The dream of a standardized gaming platform

There was a small story last week about a guy from EA (Gerhard Florin) saying that dedicated consoles are bad for developers and consumers, and that an open, standard platform would be preferable to the current state of things. Ars Technica has a nice write up.

The idea is a bit out there given the current climate of competition between MS, Sony, and Nintendo, but it’s not without its merits.

I’m not going to reiterate what’s in the Ars Technica article, but a few things I thought about after reading it:

  • 1. A cheap machine that almost anyone can afford to pick up and that can play any game on the market is not a bad thing.

    Consider DVD players:
    • They’re cheap
    • A single platform and disc format = simplicity. (put in a dvd disc and it plays a movie)
    • Almost every movie can be found on a DVD disc.

    Now consider the typical console or gaming PC:
    • They’re expensive
    • A multitude of platforms and disc formats != simplicity. Think of it from the dumb consumer’s perspective: I want a game, I don’t want to consider my hardware platform choice or graphics card specs. (When you buy or rent a DVD, how often do you consider what type of DVD player your going to play it on?)
    • Unless the developer/publisher supports your platform, your screwed. As Nintendo continues to exclusively support its platforms and Sony and MS buy up studios to bring out exclusives for their platforms, the library of great games for a platform shrinks (due to less third-party developers and publishers), and in a weird sort of way I think this diminishes the value of the platforms themselves and weakens sales and exposure of the games which are exclusive to the platform (maybe Resistance: Fall of Man would have been much more popular if gamers weren’t forced to buy a $600 machine to play it, and maybe even Halo 3 would be even more insanely popular than it already is if it was released on multiple platforms). On the flip side, publishers which try to support all the platforms have a much harder time due to increasing development costs and technical hurdles; they are ultimately forced to take very little risk on new ideas or focus on platform exclusive titles.

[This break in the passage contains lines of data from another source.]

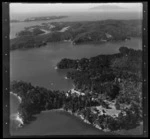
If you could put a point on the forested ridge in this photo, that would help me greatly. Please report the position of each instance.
(77, 33)
(104, 79)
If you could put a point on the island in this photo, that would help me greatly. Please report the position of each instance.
(107, 91)
(38, 19)
(77, 33)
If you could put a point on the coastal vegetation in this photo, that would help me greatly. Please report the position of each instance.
(78, 33)
(107, 91)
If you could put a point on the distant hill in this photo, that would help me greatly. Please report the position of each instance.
(107, 7)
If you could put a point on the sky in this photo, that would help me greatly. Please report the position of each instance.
(64, 7)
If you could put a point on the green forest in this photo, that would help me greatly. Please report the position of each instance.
(115, 78)
(78, 33)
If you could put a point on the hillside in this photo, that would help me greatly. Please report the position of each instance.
(77, 33)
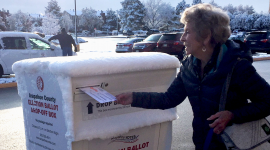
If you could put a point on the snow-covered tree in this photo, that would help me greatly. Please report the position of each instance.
(37, 24)
(66, 22)
(230, 8)
(249, 9)
(196, 2)
(242, 21)
(159, 13)
(111, 20)
(168, 16)
(212, 2)
(132, 14)
(240, 8)
(181, 7)
(90, 20)
(53, 8)
(262, 22)
(50, 24)
(2, 25)
(20, 22)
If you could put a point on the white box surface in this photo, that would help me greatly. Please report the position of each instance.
(58, 115)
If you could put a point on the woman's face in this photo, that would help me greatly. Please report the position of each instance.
(193, 47)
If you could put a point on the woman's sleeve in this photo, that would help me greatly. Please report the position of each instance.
(175, 94)
(255, 88)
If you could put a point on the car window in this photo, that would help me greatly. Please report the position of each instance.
(127, 40)
(257, 35)
(153, 38)
(14, 42)
(168, 37)
(38, 44)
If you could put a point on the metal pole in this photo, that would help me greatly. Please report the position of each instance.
(76, 23)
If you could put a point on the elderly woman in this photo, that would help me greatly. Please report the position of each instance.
(210, 57)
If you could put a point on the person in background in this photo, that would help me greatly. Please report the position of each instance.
(210, 57)
(66, 41)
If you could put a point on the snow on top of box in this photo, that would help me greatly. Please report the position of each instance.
(97, 64)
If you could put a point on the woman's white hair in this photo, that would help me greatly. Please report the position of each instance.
(207, 19)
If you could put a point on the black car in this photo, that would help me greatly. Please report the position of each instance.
(128, 32)
(258, 41)
(170, 43)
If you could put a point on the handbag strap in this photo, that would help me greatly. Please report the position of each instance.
(225, 88)
(222, 103)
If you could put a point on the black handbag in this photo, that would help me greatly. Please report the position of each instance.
(254, 135)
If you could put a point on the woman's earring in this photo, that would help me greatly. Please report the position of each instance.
(204, 49)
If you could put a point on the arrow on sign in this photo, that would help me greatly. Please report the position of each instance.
(90, 108)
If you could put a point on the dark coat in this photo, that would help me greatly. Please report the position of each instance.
(204, 94)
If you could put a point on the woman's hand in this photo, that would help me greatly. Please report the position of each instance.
(222, 118)
(124, 98)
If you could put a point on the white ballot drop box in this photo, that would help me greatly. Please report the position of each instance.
(58, 115)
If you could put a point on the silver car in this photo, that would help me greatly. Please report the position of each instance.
(126, 45)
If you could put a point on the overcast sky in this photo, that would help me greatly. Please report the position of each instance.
(38, 6)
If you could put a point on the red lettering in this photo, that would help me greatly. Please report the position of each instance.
(143, 145)
(52, 114)
(35, 110)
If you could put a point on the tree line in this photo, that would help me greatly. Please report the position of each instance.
(134, 15)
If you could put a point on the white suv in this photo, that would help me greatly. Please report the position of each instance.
(15, 46)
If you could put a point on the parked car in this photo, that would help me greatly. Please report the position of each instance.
(258, 41)
(15, 46)
(170, 43)
(177, 30)
(152, 31)
(149, 44)
(126, 45)
(128, 32)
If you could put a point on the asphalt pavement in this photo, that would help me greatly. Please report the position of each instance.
(12, 123)
(12, 126)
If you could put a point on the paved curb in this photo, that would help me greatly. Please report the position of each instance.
(7, 85)
(261, 58)
(14, 84)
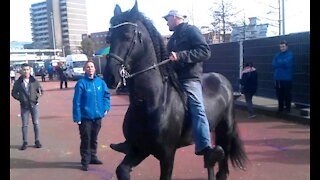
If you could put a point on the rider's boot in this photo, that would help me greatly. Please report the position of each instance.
(213, 155)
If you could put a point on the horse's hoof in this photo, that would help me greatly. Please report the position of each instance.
(120, 147)
(221, 176)
(212, 156)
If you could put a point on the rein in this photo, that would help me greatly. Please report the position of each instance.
(126, 74)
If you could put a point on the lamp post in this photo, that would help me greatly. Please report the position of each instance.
(53, 36)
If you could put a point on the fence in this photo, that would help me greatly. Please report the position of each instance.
(228, 58)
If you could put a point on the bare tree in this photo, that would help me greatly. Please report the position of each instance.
(223, 14)
(87, 46)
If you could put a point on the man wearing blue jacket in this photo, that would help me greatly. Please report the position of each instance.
(282, 64)
(91, 102)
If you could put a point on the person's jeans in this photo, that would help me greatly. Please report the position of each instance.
(89, 131)
(248, 97)
(283, 91)
(200, 124)
(25, 122)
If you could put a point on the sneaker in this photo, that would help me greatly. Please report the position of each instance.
(96, 161)
(37, 144)
(252, 116)
(84, 167)
(24, 146)
(212, 156)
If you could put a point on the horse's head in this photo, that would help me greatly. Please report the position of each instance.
(135, 44)
(125, 37)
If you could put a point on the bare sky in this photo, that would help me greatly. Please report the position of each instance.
(297, 13)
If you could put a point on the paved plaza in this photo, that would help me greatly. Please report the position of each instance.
(277, 149)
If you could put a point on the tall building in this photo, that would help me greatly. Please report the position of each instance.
(59, 24)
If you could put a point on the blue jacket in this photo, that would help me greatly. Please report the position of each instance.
(282, 64)
(91, 99)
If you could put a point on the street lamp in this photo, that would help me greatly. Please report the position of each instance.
(53, 36)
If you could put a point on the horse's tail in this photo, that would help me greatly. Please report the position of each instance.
(238, 155)
(227, 136)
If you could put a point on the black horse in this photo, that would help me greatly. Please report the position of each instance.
(156, 122)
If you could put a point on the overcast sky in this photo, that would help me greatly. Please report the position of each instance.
(297, 13)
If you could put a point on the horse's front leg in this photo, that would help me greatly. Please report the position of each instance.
(130, 160)
(166, 164)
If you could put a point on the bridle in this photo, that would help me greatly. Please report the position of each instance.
(124, 69)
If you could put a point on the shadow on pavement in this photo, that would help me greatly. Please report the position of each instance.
(58, 89)
(16, 163)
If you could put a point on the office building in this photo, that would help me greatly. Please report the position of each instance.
(59, 24)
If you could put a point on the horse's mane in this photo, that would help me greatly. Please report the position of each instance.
(159, 47)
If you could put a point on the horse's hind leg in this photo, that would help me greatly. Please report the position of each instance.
(129, 161)
(223, 139)
(166, 164)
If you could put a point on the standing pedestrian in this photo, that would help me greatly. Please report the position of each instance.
(249, 82)
(50, 72)
(12, 75)
(282, 64)
(27, 90)
(61, 69)
(91, 102)
(43, 74)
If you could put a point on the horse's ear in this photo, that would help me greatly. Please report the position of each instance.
(135, 7)
(117, 10)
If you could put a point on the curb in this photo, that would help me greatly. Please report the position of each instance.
(305, 120)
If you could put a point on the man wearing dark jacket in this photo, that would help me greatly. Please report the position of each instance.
(27, 90)
(188, 49)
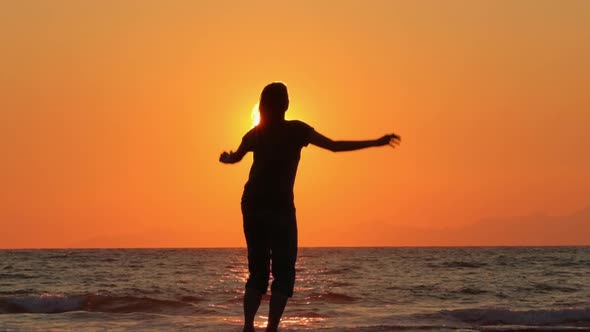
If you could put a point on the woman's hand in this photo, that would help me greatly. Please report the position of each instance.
(390, 139)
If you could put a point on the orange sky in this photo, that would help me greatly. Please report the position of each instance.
(113, 115)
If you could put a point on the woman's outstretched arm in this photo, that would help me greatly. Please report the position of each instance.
(338, 146)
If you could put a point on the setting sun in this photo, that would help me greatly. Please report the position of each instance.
(255, 116)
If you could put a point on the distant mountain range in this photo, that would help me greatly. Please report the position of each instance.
(525, 230)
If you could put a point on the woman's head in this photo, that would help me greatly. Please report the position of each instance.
(274, 102)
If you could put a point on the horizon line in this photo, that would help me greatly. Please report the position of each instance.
(306, 247)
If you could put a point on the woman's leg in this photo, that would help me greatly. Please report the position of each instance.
(252, 299)
(283, 255)
(257, 240)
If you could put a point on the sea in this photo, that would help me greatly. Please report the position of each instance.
(337, 289)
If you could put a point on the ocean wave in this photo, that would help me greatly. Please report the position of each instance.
(56, 303)
(458, 264)
(330, 297)
(540, 317)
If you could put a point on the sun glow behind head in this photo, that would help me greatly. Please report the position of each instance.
(255, 116)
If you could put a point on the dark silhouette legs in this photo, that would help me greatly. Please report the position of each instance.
(252, 300)
(277, 305)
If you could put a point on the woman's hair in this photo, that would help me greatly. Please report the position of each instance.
(274, 102)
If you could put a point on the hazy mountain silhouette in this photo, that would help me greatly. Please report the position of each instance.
(531, 230)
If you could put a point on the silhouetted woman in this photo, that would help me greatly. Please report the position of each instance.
(268, 210)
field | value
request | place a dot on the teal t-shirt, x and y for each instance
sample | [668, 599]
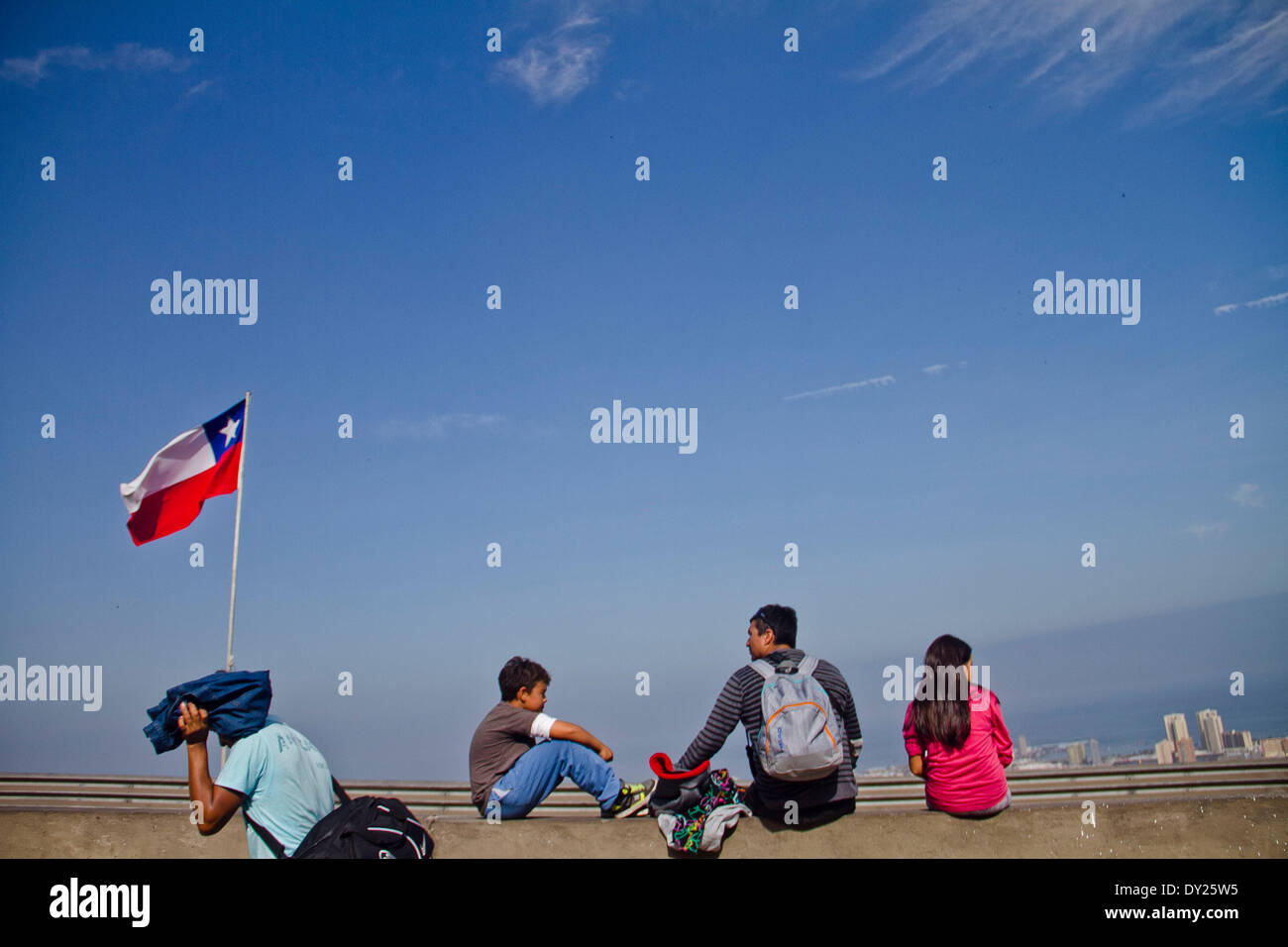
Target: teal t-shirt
[286, 784]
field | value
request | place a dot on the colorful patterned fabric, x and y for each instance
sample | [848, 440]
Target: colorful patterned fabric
[703, 826]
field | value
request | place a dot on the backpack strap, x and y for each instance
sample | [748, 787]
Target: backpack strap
[275, 847]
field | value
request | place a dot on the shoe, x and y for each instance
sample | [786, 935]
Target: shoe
[631, 797]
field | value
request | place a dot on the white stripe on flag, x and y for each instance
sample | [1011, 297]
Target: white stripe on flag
[185, 457]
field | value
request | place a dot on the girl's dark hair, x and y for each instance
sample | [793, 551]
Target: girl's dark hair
[519, 672]
[940, 710]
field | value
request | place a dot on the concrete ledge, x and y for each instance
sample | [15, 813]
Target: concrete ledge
[1252, 827]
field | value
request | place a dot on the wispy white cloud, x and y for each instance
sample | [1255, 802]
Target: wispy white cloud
[848, 386]
[1180, 54]
[1256, 303]
[1248, 495]
[438, 425]
[1205, 530]
[127, 56]
[558, 65]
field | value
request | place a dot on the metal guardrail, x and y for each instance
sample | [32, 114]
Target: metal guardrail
[162, 793]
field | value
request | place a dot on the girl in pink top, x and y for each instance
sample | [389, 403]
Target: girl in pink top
[957, 744]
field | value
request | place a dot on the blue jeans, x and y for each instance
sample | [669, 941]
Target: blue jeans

  • 2. While a standardized platform could certainly be a hardware solution as EA sees it, a software solution is not a bad idea. If all consoles and PCs have a common platform on which to develop, porting a game would be significantly simplified. It doesn’t achieve the DVD-player-esque usability I outlined above, but it’s certainly better than what exists now.

  • 3. The lifetime for a console seems to be getting longer (the biggest selling console last christmas was the PS2), if the lifetime for the current “next gen” consoles are even longer, the PC may swing into the limelight. What’s a high-end PC today will become a cheap, ordinary PC soon enough and hardware-wise it would be more capable than any of the consoles. In this event, releasing PC games may become more attractive as there will be a very large install-base for the target platform.

Anyways, a lot of this may just be a lot of wishful thinking. Sony, Microsoft, and Nintendo won’t waste any time in trying to crush anything that challenges their market share.